- Date: 24–30 July
- Edition: 36th
- Category: International Series Gold
- Draw: 48S / 16D
- Prize money: $735,000
- Surface: Clay / outdoor
- Location: Kitzbühel, Austria
- Venue: Kitzbühel Sportpark Tennis Stadium

Champions

Singles
- Agustín Calleri

Doubles
- Stefan Koubek / Philipp Kohlschreiber
- ← 2005 · Austrian Open · 2007 →

= 2006 Austrian Open =

Tennis tournament held in Australia 2006

The 2006 Generali Open was men's tennis tournament played on outdoor clay courts. It was the 36th edition of the Austrian Open, and was part of the International Series Gold of the 2006 ATP Tour.
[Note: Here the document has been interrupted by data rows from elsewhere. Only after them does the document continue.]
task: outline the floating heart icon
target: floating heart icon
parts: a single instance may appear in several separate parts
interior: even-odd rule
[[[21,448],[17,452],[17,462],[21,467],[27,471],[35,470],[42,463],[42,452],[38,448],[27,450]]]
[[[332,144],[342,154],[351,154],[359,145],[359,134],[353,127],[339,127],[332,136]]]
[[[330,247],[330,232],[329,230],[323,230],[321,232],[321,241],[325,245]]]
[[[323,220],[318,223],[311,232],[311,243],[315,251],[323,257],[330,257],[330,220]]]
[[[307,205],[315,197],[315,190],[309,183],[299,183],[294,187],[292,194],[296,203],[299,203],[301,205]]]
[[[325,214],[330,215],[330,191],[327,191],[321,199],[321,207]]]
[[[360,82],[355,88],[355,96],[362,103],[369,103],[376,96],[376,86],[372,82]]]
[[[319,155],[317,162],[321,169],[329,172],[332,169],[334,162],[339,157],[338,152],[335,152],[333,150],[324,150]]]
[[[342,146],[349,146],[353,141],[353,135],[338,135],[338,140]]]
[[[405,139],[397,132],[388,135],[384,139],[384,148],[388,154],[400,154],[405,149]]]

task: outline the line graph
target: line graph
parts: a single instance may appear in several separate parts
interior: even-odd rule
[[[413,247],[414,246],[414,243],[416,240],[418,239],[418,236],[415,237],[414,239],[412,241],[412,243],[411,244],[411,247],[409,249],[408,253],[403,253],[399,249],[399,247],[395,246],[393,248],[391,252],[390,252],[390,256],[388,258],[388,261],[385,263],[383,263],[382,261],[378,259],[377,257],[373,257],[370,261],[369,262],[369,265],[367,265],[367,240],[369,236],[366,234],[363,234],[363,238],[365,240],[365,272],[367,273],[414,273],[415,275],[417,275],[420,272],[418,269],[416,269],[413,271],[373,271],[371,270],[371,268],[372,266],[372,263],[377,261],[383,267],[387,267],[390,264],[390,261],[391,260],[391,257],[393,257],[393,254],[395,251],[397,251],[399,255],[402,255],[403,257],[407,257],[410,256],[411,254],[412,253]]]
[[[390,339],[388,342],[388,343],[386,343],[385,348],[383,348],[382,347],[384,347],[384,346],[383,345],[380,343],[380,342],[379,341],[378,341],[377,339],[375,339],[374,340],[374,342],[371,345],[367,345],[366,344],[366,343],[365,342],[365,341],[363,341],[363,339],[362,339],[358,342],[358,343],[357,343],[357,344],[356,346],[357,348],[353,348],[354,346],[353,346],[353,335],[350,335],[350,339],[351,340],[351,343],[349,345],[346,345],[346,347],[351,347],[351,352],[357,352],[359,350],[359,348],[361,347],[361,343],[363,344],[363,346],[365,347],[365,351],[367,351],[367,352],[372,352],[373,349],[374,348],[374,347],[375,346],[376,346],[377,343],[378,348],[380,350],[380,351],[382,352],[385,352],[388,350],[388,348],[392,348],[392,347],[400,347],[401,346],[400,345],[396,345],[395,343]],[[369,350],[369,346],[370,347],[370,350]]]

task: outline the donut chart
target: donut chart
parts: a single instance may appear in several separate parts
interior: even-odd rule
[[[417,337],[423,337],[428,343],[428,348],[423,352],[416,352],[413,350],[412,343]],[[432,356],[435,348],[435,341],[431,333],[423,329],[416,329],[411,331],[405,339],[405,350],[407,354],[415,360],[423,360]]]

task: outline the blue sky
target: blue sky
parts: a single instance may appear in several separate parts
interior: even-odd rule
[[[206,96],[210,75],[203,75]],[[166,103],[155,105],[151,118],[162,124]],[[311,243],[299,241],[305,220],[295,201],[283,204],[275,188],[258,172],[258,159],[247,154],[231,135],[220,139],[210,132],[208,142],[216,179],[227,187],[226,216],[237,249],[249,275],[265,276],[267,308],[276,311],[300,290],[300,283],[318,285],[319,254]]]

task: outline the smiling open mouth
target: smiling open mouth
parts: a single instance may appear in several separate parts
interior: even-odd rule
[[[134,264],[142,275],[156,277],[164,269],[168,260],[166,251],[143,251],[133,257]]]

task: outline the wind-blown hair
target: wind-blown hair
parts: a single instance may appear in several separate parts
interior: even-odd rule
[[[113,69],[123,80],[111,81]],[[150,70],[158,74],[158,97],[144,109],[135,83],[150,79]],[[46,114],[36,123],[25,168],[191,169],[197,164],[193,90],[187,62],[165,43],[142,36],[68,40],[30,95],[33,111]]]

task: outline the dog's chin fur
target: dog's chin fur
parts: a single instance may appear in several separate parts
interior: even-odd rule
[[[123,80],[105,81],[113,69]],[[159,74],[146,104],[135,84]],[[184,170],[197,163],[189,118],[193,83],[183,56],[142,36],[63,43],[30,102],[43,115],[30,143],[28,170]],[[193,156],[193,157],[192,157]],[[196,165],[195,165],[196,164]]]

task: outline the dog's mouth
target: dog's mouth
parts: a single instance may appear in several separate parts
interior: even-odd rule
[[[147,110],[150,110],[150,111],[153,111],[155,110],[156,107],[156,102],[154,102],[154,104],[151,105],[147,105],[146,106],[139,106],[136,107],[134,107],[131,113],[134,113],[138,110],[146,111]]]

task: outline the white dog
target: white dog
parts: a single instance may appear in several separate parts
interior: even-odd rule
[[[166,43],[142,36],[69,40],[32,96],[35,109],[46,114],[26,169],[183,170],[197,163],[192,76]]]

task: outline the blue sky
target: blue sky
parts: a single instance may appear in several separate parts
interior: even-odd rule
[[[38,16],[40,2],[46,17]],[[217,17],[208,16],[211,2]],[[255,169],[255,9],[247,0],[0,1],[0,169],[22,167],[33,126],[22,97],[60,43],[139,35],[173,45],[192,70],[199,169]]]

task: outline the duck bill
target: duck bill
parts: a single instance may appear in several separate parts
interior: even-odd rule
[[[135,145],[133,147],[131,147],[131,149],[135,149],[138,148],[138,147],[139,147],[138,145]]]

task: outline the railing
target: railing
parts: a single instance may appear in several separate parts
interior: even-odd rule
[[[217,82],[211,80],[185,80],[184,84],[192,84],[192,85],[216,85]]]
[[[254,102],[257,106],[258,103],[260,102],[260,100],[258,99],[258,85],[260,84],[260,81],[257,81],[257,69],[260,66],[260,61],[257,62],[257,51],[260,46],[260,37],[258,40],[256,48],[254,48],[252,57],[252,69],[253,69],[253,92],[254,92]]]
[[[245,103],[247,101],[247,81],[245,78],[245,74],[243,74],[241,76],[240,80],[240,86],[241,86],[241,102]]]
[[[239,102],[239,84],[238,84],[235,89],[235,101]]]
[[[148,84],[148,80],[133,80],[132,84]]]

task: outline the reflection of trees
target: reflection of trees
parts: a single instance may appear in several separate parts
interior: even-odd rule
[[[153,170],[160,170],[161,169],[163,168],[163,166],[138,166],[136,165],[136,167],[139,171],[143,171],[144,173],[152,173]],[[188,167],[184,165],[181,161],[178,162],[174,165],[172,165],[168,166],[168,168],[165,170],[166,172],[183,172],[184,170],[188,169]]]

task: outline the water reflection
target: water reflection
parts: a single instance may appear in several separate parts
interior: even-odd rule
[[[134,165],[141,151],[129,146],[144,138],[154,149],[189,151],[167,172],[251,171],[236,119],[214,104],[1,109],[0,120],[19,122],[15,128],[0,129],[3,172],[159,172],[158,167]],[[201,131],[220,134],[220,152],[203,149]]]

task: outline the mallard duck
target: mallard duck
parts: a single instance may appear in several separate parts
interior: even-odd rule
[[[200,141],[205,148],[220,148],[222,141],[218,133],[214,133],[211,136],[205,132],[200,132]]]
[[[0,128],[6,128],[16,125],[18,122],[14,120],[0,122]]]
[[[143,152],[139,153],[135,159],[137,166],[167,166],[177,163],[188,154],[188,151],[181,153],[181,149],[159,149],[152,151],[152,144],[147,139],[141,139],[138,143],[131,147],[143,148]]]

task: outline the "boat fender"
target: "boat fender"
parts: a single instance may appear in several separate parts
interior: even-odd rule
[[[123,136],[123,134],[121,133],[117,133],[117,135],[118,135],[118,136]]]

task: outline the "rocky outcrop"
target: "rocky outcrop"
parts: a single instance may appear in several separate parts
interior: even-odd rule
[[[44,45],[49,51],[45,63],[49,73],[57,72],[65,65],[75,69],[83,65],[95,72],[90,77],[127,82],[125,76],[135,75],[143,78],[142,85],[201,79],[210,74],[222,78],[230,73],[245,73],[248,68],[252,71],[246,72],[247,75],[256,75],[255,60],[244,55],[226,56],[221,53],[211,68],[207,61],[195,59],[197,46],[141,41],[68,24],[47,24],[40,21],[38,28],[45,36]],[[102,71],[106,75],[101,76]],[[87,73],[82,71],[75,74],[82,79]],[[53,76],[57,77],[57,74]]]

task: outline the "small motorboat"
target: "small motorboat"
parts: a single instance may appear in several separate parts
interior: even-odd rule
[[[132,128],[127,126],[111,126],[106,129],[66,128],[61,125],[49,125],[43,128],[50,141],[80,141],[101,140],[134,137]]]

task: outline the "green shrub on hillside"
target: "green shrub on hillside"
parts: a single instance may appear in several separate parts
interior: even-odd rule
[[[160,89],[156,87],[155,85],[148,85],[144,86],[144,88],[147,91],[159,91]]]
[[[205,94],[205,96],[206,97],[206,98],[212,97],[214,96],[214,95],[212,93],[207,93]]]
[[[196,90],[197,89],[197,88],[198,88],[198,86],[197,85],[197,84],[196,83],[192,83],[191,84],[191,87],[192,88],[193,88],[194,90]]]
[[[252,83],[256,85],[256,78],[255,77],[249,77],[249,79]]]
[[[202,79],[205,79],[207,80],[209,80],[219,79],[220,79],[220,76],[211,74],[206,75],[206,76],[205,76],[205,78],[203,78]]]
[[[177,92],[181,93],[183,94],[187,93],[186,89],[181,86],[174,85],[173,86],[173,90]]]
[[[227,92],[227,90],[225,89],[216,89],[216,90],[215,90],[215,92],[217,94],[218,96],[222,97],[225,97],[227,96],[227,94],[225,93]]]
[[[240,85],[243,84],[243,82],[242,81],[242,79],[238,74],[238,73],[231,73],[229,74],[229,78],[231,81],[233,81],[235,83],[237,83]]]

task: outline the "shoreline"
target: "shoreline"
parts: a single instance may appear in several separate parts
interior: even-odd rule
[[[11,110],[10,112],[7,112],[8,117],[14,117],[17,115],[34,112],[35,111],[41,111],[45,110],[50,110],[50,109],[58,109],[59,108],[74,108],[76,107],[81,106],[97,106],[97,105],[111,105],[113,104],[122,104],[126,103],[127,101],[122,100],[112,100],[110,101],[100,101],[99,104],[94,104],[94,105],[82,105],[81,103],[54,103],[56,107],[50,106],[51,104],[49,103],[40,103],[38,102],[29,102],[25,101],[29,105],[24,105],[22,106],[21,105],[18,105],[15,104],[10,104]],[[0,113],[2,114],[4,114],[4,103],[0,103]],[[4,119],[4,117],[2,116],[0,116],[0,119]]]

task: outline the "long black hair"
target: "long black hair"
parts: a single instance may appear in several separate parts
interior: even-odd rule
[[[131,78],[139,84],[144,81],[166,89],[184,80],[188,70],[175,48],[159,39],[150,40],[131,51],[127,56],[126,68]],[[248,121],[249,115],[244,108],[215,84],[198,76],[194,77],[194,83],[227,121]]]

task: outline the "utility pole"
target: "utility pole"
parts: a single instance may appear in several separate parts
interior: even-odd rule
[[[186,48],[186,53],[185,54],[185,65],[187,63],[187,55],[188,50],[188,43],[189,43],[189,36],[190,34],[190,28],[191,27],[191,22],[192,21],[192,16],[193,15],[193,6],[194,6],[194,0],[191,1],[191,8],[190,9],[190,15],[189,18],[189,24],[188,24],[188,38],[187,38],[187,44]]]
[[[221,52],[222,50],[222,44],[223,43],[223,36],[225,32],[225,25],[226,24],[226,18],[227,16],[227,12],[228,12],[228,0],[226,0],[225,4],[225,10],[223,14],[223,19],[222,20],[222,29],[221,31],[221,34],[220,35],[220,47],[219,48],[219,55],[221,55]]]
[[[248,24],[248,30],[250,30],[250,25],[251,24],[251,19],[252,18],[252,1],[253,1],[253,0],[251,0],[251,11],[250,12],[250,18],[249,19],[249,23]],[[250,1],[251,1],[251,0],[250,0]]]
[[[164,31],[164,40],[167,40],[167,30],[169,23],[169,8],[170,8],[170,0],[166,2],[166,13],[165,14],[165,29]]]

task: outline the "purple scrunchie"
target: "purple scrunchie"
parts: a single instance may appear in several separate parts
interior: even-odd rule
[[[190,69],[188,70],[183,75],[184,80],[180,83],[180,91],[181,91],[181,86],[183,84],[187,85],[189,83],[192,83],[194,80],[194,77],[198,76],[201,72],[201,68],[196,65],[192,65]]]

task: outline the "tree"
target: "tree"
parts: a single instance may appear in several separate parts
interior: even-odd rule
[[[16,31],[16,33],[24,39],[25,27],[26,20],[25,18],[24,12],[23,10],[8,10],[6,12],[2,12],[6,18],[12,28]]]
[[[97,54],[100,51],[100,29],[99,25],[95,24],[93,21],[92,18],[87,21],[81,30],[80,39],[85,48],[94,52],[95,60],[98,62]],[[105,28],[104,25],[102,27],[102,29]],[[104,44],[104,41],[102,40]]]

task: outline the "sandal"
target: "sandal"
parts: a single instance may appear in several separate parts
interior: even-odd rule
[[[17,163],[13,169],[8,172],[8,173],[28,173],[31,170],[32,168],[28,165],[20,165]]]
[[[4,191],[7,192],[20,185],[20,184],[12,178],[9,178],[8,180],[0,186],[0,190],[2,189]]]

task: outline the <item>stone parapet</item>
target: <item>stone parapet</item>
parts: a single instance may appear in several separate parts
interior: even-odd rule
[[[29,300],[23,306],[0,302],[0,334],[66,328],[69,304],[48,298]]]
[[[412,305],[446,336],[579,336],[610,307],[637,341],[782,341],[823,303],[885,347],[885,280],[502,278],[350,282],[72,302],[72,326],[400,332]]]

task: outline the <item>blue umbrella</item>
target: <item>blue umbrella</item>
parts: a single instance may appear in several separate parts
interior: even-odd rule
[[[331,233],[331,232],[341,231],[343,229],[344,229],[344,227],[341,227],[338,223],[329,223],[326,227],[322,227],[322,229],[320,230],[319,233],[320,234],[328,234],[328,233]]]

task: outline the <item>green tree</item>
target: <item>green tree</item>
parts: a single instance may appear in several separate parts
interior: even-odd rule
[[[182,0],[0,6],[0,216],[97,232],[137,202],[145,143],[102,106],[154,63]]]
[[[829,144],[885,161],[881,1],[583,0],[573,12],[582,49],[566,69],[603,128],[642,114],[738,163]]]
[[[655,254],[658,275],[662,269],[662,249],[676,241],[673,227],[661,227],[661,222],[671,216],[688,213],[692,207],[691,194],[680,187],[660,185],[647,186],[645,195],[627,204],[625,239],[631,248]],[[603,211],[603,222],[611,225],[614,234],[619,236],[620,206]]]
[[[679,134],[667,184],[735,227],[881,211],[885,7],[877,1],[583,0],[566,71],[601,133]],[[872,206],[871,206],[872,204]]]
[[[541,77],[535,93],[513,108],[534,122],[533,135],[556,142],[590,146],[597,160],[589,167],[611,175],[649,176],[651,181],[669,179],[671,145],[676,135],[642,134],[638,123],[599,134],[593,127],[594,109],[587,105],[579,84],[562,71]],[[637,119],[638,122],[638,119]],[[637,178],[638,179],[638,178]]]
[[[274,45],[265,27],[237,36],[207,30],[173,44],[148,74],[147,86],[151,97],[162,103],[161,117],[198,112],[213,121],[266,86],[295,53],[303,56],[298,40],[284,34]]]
It took place at the Kitzbühel Sportpark Tennis Stadium in Kitzbühel, Austria, from 24 July through 30 July 2006. Ninth-seeded Agustín Calleri won the singles title.

==Finals==

===Singles===

ARG Agustín Calleri defeated ARG Juan Ignacio Chela 7–6^{(11–9)}, 6–2, 6–3
- It was Calleri's 1st singles title of the year and the 2nd of his career.

===Doubles===

AUT Stefan Koubek / GER Philipp Kohlschreiber defeated AUT Oliver Marach / CZE Cyril Suk 6–2, 6–3
- It was Koubek's 1st title of the year and the 1st of his career. It was Kohlschreiber's 1st title of the year and the 2nd of his career.